What is this course?
The High Holidays are a potent time for personal growth, but oftentimes it takes work and preparation to truly reap their benefits. This course, led by Rabbi Ami Silver, is designed to help you enter deeply into these holidays, to explore the unique meaning and practices embedded in these days, and to access their transformative potential.
The five classes combine in-depth textual study together with guided practices and exercises to help integrate these teachings into our own experience.
Here are descriptions of the topics this course will cover:
1. Rosh Hashana - A Day of Love
Rosh Hashana is not mentioned in the Biblical text - at least not in the way that we’re familiar with it. In this session, we’ll explore a range of primary texts about Rosh Hashana, from the Bible through the Talmud and Midrash, in order to uncover what this day is really about. This will offer us a new framework for relating to this day, and experiencing it with a greater sense of connection and possibility.
2. “God, Open My Lips” Prayer as Path of Teshuva
Traditionally, the majority of the High Holiday experience is spent engaged in prayer. This can be filled with moments of inspiration and elation, and can also feel overwhelming or hard to connect with. In this session, we’ll use a fundamental prayer text to explore an embodied approach to prayer that relates to the High Holidays in particular, and offers a powerful framework for stepping into prayer.

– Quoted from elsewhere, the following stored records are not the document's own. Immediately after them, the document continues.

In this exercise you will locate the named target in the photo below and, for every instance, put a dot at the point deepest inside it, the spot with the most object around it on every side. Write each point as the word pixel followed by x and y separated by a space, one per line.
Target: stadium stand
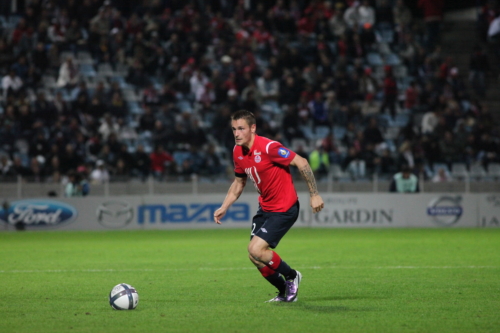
pixel 170 73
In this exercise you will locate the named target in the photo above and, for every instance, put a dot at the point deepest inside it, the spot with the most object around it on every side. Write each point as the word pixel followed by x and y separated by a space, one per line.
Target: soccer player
pixel 266 163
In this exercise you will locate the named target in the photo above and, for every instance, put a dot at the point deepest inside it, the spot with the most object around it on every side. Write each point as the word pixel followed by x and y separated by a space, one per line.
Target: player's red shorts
pixel 271 227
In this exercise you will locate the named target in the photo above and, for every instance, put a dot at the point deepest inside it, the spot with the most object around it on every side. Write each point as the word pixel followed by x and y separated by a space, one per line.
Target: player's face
pixel 243 133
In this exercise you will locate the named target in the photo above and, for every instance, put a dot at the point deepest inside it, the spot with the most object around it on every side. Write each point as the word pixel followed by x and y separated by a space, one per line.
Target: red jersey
pixel 267 165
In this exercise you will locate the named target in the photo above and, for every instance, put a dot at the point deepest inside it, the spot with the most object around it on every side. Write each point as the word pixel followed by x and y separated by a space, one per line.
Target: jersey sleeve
pixel 279 154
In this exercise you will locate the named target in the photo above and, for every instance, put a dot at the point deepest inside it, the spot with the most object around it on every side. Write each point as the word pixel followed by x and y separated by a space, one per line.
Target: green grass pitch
pixel 354 280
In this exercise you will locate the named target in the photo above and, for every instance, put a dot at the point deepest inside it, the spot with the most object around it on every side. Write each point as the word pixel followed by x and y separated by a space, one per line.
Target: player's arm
pixel 233 194
pixel 307 174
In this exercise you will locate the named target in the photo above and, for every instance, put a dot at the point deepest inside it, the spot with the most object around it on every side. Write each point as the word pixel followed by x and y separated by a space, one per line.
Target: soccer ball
pixel 123 297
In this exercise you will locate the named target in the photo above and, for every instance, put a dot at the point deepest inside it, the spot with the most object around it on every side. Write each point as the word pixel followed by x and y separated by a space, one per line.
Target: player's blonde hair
pixel 244 114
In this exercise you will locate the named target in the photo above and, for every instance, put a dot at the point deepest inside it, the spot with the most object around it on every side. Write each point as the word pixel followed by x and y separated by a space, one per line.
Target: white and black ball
pixel 123 297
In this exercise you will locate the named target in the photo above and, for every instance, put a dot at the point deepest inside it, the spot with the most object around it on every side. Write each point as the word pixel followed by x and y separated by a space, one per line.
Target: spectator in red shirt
pixel 390 92
pixel 160 160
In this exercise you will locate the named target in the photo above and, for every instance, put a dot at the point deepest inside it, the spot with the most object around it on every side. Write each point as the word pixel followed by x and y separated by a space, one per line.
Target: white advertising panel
pixel 489 210
pixel 191 211
pixel 392 210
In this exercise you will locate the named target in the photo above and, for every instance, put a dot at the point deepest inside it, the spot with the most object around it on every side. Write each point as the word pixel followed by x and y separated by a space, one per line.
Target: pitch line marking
pixel 233 269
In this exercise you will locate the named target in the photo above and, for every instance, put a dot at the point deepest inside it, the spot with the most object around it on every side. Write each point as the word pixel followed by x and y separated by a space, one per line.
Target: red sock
pixel 275 261
pixel 278 265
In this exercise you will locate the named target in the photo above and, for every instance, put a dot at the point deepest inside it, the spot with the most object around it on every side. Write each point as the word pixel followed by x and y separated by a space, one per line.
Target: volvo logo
pixel 114 214
pixel 445 210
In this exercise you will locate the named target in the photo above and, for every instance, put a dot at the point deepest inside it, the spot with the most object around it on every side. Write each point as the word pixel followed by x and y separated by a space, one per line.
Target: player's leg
pixel 273 277
pixel 268 236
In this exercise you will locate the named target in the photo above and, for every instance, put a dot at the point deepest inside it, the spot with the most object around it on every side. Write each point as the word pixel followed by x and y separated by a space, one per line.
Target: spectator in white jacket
pixel 357 15
pixel 68 74
pixel 11 83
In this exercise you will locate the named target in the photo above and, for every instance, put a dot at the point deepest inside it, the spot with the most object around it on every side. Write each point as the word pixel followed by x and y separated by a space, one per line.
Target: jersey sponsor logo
pixel 283 152
pixel 254 176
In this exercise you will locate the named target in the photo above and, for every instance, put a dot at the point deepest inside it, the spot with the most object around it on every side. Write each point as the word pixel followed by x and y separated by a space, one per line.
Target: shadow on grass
pixel 324 308
pixel 340 298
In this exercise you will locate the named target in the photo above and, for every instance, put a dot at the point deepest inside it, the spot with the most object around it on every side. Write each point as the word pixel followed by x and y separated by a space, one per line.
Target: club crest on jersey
pixel 283 152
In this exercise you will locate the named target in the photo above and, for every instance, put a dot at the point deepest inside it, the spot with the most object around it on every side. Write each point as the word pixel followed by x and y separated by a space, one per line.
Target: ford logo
pixel 37 213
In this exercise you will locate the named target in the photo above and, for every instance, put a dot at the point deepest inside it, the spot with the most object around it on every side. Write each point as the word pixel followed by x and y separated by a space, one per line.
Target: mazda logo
pixel 114 214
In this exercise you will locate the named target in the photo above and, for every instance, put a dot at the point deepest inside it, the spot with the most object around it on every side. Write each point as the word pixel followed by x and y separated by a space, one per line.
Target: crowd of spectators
pixel 120 89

3. Hearing the Voice of the Shofar
The Shofar plays a central role in the holiday of Rosh Hashana. It is rich with symbolism and associations. Based on a Chassidic teaching from Rabbi Kalonymus Kalman of Piaseczna (1889–1943), we will develop a particular orientation towards Shofar that ties to the core of our relationship with the Divine, and guides us towards an inner, embodied experience of this practice.
4. Yom Kippur - Transcending Shame
Yom Kippur is oftentimes considered the most sacred day of the year. It is a day of atonement and internal cleansing. One of the central practices of this day is confessing our sins and misdeeds. This session will focus on a teaching from the Chassidic master Rebbe Nachman of Breslov (1772-1810) that offers a paradigm for using this practice to transcend our sense of shame and smallness, and bring more of ourselves into presence.

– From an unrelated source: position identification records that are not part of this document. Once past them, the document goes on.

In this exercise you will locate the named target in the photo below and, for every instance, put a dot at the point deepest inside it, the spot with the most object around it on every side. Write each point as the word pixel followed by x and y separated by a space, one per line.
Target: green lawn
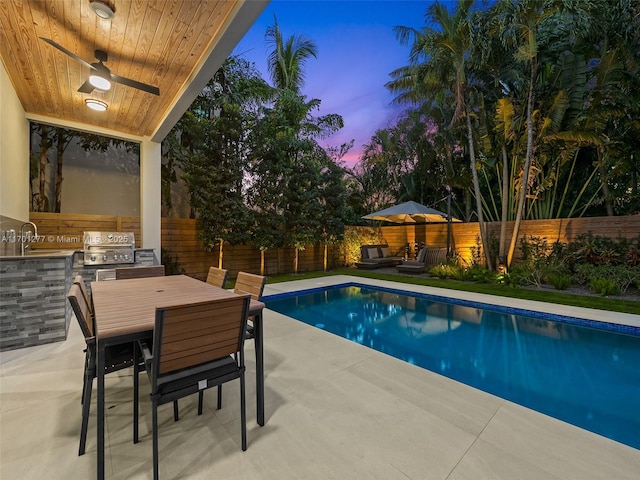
pixel 601 303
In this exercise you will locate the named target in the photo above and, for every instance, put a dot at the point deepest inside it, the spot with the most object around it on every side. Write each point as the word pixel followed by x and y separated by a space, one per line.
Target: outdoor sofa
pixel 377 256
pixel 427 256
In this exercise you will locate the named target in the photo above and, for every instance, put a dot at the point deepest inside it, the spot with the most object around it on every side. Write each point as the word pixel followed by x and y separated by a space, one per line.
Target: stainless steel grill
pixel 109 248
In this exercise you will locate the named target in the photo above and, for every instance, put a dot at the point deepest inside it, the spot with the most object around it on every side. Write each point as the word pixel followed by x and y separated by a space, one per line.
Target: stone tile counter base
pixel 33 295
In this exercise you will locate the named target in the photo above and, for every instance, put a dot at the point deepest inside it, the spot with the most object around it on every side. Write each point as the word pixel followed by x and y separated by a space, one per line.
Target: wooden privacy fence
pixel 183 250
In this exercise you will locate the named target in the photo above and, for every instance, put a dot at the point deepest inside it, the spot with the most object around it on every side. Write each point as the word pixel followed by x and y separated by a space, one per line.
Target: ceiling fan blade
pixel 68 52
pixel 86 87
pixel 135 84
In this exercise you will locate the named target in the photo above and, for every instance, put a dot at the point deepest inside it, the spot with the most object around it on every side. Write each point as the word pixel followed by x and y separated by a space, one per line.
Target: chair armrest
pixel 146 351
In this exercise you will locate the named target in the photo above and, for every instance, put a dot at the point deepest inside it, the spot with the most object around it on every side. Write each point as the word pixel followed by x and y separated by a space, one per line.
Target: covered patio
pixel 334 409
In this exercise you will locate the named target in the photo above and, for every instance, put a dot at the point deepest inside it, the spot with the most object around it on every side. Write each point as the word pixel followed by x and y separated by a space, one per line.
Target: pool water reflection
pixel 584 376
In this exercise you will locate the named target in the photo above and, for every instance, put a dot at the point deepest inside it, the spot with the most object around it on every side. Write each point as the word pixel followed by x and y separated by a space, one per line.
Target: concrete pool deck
pixel 334 410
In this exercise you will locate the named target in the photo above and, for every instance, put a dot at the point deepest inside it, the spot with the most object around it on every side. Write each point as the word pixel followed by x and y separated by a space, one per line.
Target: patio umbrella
pixel 413 212
pixel 410 212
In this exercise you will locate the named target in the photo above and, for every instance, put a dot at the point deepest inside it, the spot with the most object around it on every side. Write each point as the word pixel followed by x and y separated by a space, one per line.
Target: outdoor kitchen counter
pixel 33 294
pixel 33 298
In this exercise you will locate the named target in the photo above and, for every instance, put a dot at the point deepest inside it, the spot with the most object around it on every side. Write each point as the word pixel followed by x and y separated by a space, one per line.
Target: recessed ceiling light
pixel 95 104
pixel 102 9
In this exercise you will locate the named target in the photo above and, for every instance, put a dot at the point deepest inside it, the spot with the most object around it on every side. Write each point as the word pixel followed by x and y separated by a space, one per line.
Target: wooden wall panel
pixel 180 240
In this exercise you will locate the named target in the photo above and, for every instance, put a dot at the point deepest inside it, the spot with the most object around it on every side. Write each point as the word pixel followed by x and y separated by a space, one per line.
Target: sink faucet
pixel 23 239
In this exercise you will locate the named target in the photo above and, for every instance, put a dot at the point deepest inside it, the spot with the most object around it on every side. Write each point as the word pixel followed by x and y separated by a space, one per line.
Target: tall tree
pixel 287 58
pixel 438 66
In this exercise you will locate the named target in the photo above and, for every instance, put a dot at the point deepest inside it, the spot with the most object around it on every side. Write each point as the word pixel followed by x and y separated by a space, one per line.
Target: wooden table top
pixel 124 307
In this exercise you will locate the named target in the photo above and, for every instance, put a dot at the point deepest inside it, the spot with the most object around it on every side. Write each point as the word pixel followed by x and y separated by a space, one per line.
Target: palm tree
pixel 287 59
pixel 438 66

5. Sukkot - Tasting Joy, Tasting Life
The holiday of Sukkot comes a mere four days after Yom Kippur, and it is in a sense the culmination of the High Holiday period. Rather than being a time of somber reflection, Sukkot is called “zman simchateinu - the time of our greatest joy.” This session will explore the joyful nature of Sukkot through a number of Rabbinic texts, that guide us toward an enlivening and liberating experience of this holiday.

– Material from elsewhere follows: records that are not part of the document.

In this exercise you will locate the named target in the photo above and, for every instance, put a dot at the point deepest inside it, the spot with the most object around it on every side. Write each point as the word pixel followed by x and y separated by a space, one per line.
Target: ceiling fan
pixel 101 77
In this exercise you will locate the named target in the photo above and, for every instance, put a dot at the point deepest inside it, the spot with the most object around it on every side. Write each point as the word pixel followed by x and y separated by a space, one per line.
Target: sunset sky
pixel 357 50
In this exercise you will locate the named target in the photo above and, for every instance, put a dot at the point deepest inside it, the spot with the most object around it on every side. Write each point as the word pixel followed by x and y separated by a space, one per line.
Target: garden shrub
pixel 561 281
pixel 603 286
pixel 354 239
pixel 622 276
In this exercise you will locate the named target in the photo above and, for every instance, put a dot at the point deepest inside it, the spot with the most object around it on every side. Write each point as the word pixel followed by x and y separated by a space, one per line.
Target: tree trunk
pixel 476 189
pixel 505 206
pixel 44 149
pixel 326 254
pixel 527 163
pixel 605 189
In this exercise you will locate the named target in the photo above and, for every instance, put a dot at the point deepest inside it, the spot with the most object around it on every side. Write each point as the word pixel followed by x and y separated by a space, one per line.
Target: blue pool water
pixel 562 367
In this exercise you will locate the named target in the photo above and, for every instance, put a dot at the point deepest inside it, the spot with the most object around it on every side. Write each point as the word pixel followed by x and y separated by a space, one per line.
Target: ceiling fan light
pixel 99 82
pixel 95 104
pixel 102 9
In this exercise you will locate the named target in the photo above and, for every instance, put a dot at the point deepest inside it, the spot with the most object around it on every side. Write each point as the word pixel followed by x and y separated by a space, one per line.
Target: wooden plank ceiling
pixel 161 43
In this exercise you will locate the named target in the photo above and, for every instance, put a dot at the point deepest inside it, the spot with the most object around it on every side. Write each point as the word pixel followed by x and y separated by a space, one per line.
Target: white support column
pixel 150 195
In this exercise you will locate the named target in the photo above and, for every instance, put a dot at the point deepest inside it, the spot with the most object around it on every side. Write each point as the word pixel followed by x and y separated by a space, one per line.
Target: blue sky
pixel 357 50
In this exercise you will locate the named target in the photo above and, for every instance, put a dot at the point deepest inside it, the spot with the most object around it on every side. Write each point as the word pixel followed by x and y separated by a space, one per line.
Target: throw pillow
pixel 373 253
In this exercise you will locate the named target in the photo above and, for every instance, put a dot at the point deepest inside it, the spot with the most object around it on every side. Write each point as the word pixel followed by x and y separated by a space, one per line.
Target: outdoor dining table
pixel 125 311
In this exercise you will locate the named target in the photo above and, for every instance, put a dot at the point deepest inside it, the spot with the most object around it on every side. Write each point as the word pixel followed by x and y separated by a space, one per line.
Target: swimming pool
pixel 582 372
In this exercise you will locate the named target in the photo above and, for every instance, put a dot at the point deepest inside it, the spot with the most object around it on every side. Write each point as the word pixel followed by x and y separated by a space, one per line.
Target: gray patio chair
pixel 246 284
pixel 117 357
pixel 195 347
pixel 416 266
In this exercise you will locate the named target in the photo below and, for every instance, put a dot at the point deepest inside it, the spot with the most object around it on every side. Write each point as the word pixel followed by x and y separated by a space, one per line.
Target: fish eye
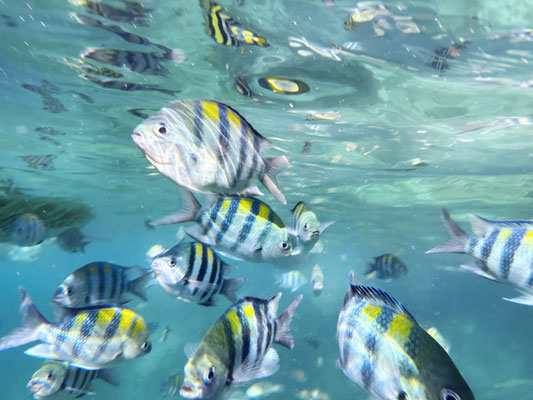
pixel 209 375
pixel 447 394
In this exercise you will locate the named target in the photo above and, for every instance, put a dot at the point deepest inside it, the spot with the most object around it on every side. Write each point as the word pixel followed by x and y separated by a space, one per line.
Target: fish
pixel 281 85
pixel 208 147
pixel 56 378
pixel 292 280
pixel 244 228
pixel 72 240
pixel 386 352
pixel 503 251
pixel 98 284
pixel 317 279
pixel 238 347
pixel 386 266
pixel 26 230
pixel 305 223
pixel 171 387
pixel 92 339
pixel 192 271
pixel 264 389
pixel 226 31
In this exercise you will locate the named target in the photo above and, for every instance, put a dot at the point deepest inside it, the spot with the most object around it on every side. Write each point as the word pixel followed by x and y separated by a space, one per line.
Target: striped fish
pixel 386 266
pixel 206 146
pixel 385 351
pixel 237 348
pixel 225 30
pixel 194 272
pixel 503 249
pixel 98 284
pixel 56 378
pixel 26 230
pixel 241 227
pixel 92 339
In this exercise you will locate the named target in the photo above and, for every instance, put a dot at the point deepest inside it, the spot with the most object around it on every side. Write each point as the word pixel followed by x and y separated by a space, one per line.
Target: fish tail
pixel 273 166
pixel 137 285
pixel 187 213
pixel 457 240
pixel 32 320
pixel 231 286
pixel 284 335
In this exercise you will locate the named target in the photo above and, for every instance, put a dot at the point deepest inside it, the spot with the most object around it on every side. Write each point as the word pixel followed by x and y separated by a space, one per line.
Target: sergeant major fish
pixel 206 146
pixel 97 284
pixel 237 348
pixel 92 339
pixel 194 272
pixel 386 266
pixel 385 351
pixel 56 378
pixel 225 30
pixel 504 251
pixel 242 227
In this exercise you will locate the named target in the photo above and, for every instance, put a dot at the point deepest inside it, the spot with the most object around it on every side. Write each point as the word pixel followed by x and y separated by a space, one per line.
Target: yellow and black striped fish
pixel 194 272
pixel 243 227
pixel 92 339
pixel 237 348
pixel 225 30
pixel 386 352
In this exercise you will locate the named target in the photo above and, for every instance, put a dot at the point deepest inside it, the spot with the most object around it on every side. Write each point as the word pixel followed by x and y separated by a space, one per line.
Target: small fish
pixel 194 272
pixel 263 389
pixel 386 266
pixel 243 227
pixel 292 280
pixel 56 378
pixel 225 30
pixel 171 387
pixel 283 85
pixel 503 249
pixel 72 240
pixel 26 230
pixel 207 146
pixel 246 330
pixel 385 351
pixel 92 339
pixel 98 284
pixel 164 334
pixel 317 279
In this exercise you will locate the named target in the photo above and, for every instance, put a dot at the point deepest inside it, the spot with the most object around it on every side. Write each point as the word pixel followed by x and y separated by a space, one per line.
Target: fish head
pixel 205 376
pixel 137 342
pixel 48 379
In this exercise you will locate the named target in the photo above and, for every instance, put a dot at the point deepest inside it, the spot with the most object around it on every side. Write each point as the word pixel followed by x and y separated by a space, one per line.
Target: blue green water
pixel 409 140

This course will provide you with a deeper understanding of the opportunities for growth during this period, and a practical framework for pursuing inner transformation. All texts will be presented in Hebrew and English, with clear line-by-line translations; no prior knowledge or experience with the subject matter is necessary.
How does it work and when does it happen?
The course includes five 1-hour recorded classes, which can be watched or listened to at your convenience.
Each session includes:
A source sheet with Hebrew and English texts covered in each session
A practice based on that class’ study session. Practices will be presented with gentle guidance and clear instructions by Rabbi Ami, with plenty of room for participants to practice in the way that feels most suited for them.
An online conversation about the sources and the practices. Here you can ask anything you like, share whatever thoughts and ideas are arising for you, and receive feedback from R' Ami and, if you choose, from other participants as well.
I’m looking forward to learning and growing with you!